Он едва успел договорить. Изенгрин замахнулся и от души отвесил другу подзатыльник.
– Стеснительность уже считается оскорблением? – как ни в чем не бывало склонила голову вбок я.
Изенгрин невозмутимо поправил рукава пиджака:
– Тебе следует быть вежливее. Хель болеет, ей нельзя нервничать. Мы пришли навестить ее и поддержать, а не навредить.
Солейль с кривоватой ухмылкой положил руку на плечо Изенгрину:
– Надеюсь, ты понимаешь, что вымещать все я буду на тебе.
Волк словно не услышал, только с тем же каменным выражением лица скинул руку друга и обратился ко мне:
– Прости его, он эмоционален.
– Самолюбив, нагл и горд, – с готовностью добавила я.
Лис сжал кулак. Изенгрин жестом остановил его. Тот прикусил губу, фыркнул и беспардонно опустился в кресло. Хорошо бы было согнать его, ибо не принято в порядочном обществе садиться без приглашения, но на новый скандал нарываться не хотелось. Это только увеличит срок их нахождения здесь, а я была бы не прочь, если бы они ушли как можно быстрее.

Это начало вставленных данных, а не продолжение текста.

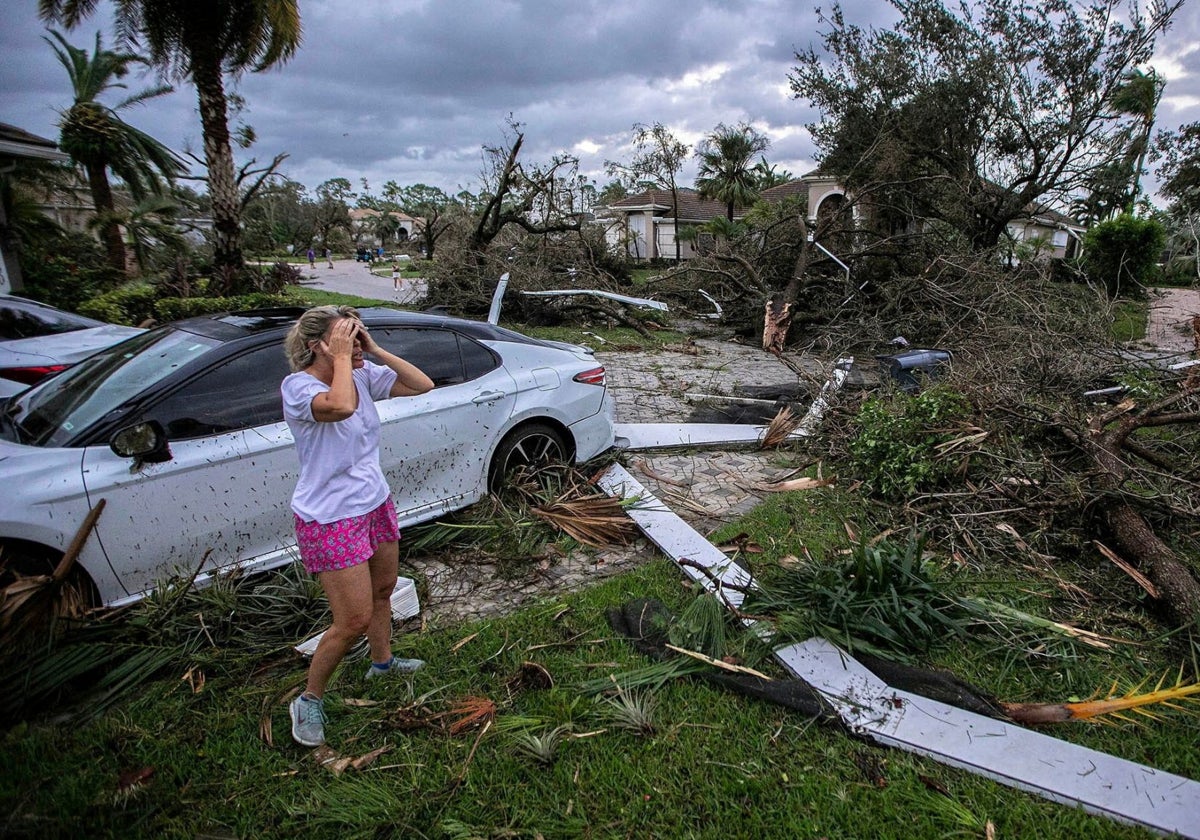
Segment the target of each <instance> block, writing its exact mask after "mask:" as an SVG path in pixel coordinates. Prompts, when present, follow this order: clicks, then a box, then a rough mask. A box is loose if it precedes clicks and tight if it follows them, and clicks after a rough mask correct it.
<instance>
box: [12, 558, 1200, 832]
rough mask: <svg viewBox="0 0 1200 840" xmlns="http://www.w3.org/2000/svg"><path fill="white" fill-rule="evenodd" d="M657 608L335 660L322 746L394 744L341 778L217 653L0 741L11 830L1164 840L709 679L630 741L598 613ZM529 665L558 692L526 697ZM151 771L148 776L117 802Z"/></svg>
mask: <svg viewBox="0 0 1200 840" xmlns="http://www.w3.org/2000/svg"><path fill="white" fill-rule="evenodd" d="M644 595H650V596H658V598H660V599H662V600H664V601H666V602H667V604H670V605H671V606H672V607H674V608H677V610H678V608H680V607H682V606H683V604H684V602H685V601H686V600H688V598H689V594H688V593H686V592H685V587H684V586H683V584H682V582H680V576H679V574H678V572H677V571H676V570H674V568H673V566H671V565H670V564H668V563H666V562H665V560H659V562H654V563H652V564H649V565H647V566H644V568H642V569H640V570H637V571H635V572H631V574H626V575H624V576H620V577H618V578H614V580H610V581H607V582H605V583H601V584H599V586H596V587H594V588H590V589H587V590H584V592H581V593H577V594H572V595H570V596H566V598H563V599H558V600H553V601H546V602H544V604H541V605H538V606H535V607H532V608H528V610H524V611H522V612H520V613H517V614H514V616H510V617H508V618H504V619H499V620H494V622H485V623H480V624H470V625H464V626H456V628H449V629H446V630H442V631H437V632H427V634H416V635H414V636H410V637H408V638H407V640H404V642H403V643H404V653H406V654H410V655H418V656H421V658H424V659H426V660H428V662H430V665H428V667H426V668H425V670H424V671H421V672H419V673H418V674H416V676H415V677H413V678H412V679H410V680H409V679H408V678H400V679H397V680H394V682H389V683H386V684H383V685H380V684H378V683H372V684H370V685H367V684H364V683H362V682H361V680H360V671H361V670H362V665H361V664H355V665H346V666H343V667H342V670H341V671H340V673H338V676H337V677H336V678H335V682H334V683H332V686H331V690H330V692H329V695H328V697H329V698H328V701H326V703H328V706H329V708H330V724H329V739H330V745H331V746H332V748H334V749H336V750H337V751H338V752H341V754H344V755H347V756H354V757H358V756H362V755H365V754H368V752H372V751H374V750H380V749H383V750H385V751H384V752H383V754H380V755H379V756H378V757H377V758H376V761H374V762H373V763H372V764H370V766H368V767H366V768H364V769H361V770H355V769H347V770H346V772H343V773H342V774H341V775H335V774H334V773H332V772H331V770H330V769H328V768H324V767H320V766H318V763H317V762H316V761H314V758H313V752H312V751H311V750H307V749H302V748H299V746H296V745H294V744H293V743H292V740H290V737H289V732H288V716H287V710H286V706H284V702H286V701H284V697H286V695H287V694H288V691H289V690H290V689H294V688H295V686H298V685H299V684H300V682H301V679H302V676H304V666H302V664H301V662H300V661H299V660H298V659H296V658H295V656H294V655H290V654H289V653H287V652H280V653H277V654H276V655H270V656H264V658H262V659H259V660H257V661H251V660H247V659H246V658H245V656H244V655H239V652H238V650H236V649H235V648H233V647H230V648H224V649H215V650H208V652H205V655H204V656H203V659H204V667H203V670H204V672H205V674H206V680H205V683H204V685H203V688H202V689H200V690H198V691H193V690H192V689H191V688H190V684H188V683H187V682H184V680H181V679H180V677H182V676H184V674H182V673H181V672H175V673H169V674H166V676H164V677H163V678H162V679H160V680H157V682H155V683H152V684H151V685H150V686H149V688H148V689H146V690H144V691H143V692H142V694H140V696H138V697H137V698H136V700H132V701H130V702H127V703H124V704H122V706H121V707H119V708H118V709H114V710H112V712H109V713H107V714H104V715H103V716H101V718H100V719H97V720H95V721H92V722H89V724H85V725H83V726H71V725H55V724H53V722H42V724H23V725H20V726H18V727H16V728H13V730H11V731H10V732H7V734H6V736H5V738H4V746H2V754H0V802H2V803H4V810H5V817H4V820H5V823H4V824H5V835H6V836H38V838H48V836H91V838H101V836H112V838H116V836H120V838H131V836H139V838H140V836H144V838H151V836H152V838H196V836H222V838H224V836H236V838H294V836H300V835H302V836H306V838H326V836H328V838H380V836H389V838H476V836H478V838H536V836H544V838H607V836H635V838H648V836H661V838H674V836H683V838H691V836H697V838H700V836H714V838H716V836H732V838H796V836H811V838H818V836H827V838H898V839H899V838H905V839H907V838H941V836H983V835H984V832H985V828H986V824H988V822H989V821H990V822H991V823H992V824H994V826H995V829H996V836H1000V838H1088V839H1093V838H1145V836H1150V835H1148V834H1147V833H1145V832H1141V830H1138V829H1133V828H1128V827H1122V826H1118V824H1116V823H1112V822H1109V821H1106V820H1102V818H1099V817H1092V816H1087V815H1084V814H1082V812H1079V811H1074V810H1072V809H1069V808H1064V806H1062V805H1056V804H1052V803H1050V802H1046V800H1044V799H1039V798H1037V797H1033V796H1030V794H1025V793H1020V792H1016V791H1013V790H1010V788H1007V787H1003V786H1001V785H998V784H995V782H991V781H988V780H985V779H982V778H979V776H974V775H971V774H968V773H965V772H960V770H954V769H950V768H947V767H943V766H941V764H938V763H936V762H932V761H929V760H924V758H919V757H916V756H912V755H907V754H904V752H899V751H892V750H886V749H881V748H876V746H871V745H869V744H865V743H862V742H858V740H854V739H853V738H850V737H848V736H846V734H845V733H844V732H840V731H838V730H835V728H832V727H826V726H821V725H817V724H815V722H812V721H810V720H805V719H802V718H799V716H797V715H796V714H793V713H790V712H787V710H786V709H782V708H779V707H775V706H772V704H768V703H763V702H758V701H752V700H746V698H744V697H740V696H737V695H733V694H728V692H725V691H722V690H720V689H718V688H714V686H712V685H708V684H706V683H703V682H695V680H689V679H683V680H679V682H674V683H670V684H667V685H666V686H664V688H662V689H659V690H656V691H654V692H653V697H654V700H655V701H656V708H655V710H654V714H653V724H654V726H653V732H650V733H641V734H640V733H634V732H630V731H625V730H622V728H619V727H618V726H617V725H614V722H613V719H612V718H611V716H608V715H606V714H605V713H604V708H605V707H604V704H601V703H598V702H595V701H594V700H592V698H589V697H586V696H584V695H582V694H581V691H580V690H578V685H580V684H581V683H583V682H584V680H589V679H595V678H596V677H604V676H605V674H610V673H617V672H620V671H623V670H628V668H631V667H635V666H640V665H644V664H646V660H644V659H642V658H641V656H640V655H638V654H636V653H635V652H634V650H632V649H631V647H630V646H629V644H626V643H625V642H623V641H618V640H614V638H613V637H612V632H611V631H610V630H608V628H607V625H606V623H605V610H606V608H608V607H611V606H613V605H617V604H620V602H623V601H624V600H625V599H629V598H631V596H644ZM526 661H534V662H538V664H540V665H542V666H544V667H545V668H546V670H547V671H548V672H550V673H551V674H552V677H553V679H554V685H553V688H550V689H540V690H534V689H528V690H523V691H522V690H517V691H514V690H512V689H511V688H510V680H511V678H512V677H514V676H515V674H516V673H517V671H518V668H520V667H521V664H522V662H526ZM193 677H194V674H193ZM469 696H476V697H488V698H491V700H492V701H494V702H496V703H497V706H498V707H499V713H498V715H497V716H496V720H494V724H493V725H492V726H491V727H490V728H488V730H487V731H486V732H485V733H481V732H480V731H479V730H468V731H467V732H464V733H463V734H461V736H457V737H452V736H450V734H448V733H446V732H444V731H439V730H433V728H428V727H426V726H421V725H419V722H418V721H419V720H420V719H421V718H422V716H425V718H427V716H428V715H427V713H428V712H444V710H446V709H448V708H449V704H450V701H454V700H461V698H464V697H469ZM422 709H424V712H422ZM263 720H269V721H270V731H271V733H272V738H274V745H271V744H269V743H266V742H265V740H264V737H263ZM559 726H565V727H569V734H568V736H566V737H565V738H564V739H563V742H562V743H560V745H559V748H558V750H557V752H556V755H554V757H553V761H552V762H551V763H550V764H541V763H539V762H536V761H534V760H533V758H529V757H527V756H526V755H523V754H522V752H521V750H520V748H518V746H517V742H518V733H520V732H522V731H524V732H533V733H545V732H548V731H551V730H553V728H554V727H559ZM1171 728H1174V731H1175V733H1176V737H1177V736H1178V734H1182V733H1183V732H1188V731H1190V730H1189V728H1188V727H1182V728H1181V727H1170V726H1168V727H1166V728H1165V730H1164V728H1158V727H1148V728H1146V730H1135V731H1129V730H1106V731H1105V730H1100V728H1098V727H1079V728H1075V730H1072V731H1070V732H1069V733H1068V734H1070V736H1072V737H1073V739H1076V740H1085V742H1098V743H1100V744H1102V745H1108V746H1117V748H1122V749H1121V750H1120V751H1121V752H1122V754H1129V757H1134V758H1139V760H1146V758H1147V757H1154V755H1156V754H1158V758H1159V762H1158V763H1159V764H1162V752H1180V751H1182V750H1187V749H1188V748H1184V746H1180V745H1172V744H1171V738H1170V737H1169V736H1166V734H1163V733H1164V732H1168V731H1170V730H1171ZM1114 733H1117V734H1114ZM1190 750H1192V752H1190V755H1192V758H1190V760H1189V762H1188V764H1189V767H1190V770H1192V773H1193V775H1194V774H1195V770H1196V766H1195V748H1194V746H1192V748H1190ZM1147 754H1150V755H1148V756H1147ZM1182 769H1188V768H1182ZM136 773H144V774H146V778H145V780H144V782H143V784H140V785H137V786H133V787H132V788H124V790H122V787H121V782H120V779H121V776H122V774H136Z"/></svg>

– Мы хотели пожелать тебе скорейшего выздоровления, – продолжил волк, – передать привет от ребят, и от лисов, и от волков, и вручить подарки.
Мысли стаей бабочек перелетели со скалы недовольства и неприязни на утес любопытства и ожидания.
– Подарки?
– Да, – слегка улыбнулся Изенгрин, видимо, заметив эмоцию, которую я не сразу взяла под контроль. – Пак, – имя прозвучало так, будто волк проглотил лимон целиком, – рассказал всем, что с тобой случилось, и ребята попросили принести тебе маленькие сувениры. Они хотят, чтобы ты видела их и помнила, что тебе всегда рады и ждут, когда ты вернешься.
Будто я на долгие месяцы исчезаю, ей-богу.
Он взял в руки свой рюкзак, до этого болтающийся у него за спиной, и выудил оттуда плотный синий пакет. Солейль закатил глаза, я показала ему средний палец, но этим все и ограничилось.
Пакет сразу же оказался у меня в руках.
Он оказался неожиданно тяжелым. Я развязала незамысловатый узел, развела края в стороны, и у меня перехватило дух.
Он полнился мелочами: записки на разноцветной бумаге, подвески, открытки, прозрачные шарики, искусственные перья. На самом дне что-то блеснуло, и я незамедлительно выудила вещицу на свет – зуб на тонкой медной проволоке, загнутый и острый. Я провела по нему пальцем; он впился в кожу.
– Так и знал, что тебе понравится, – кивнул Изенгрин.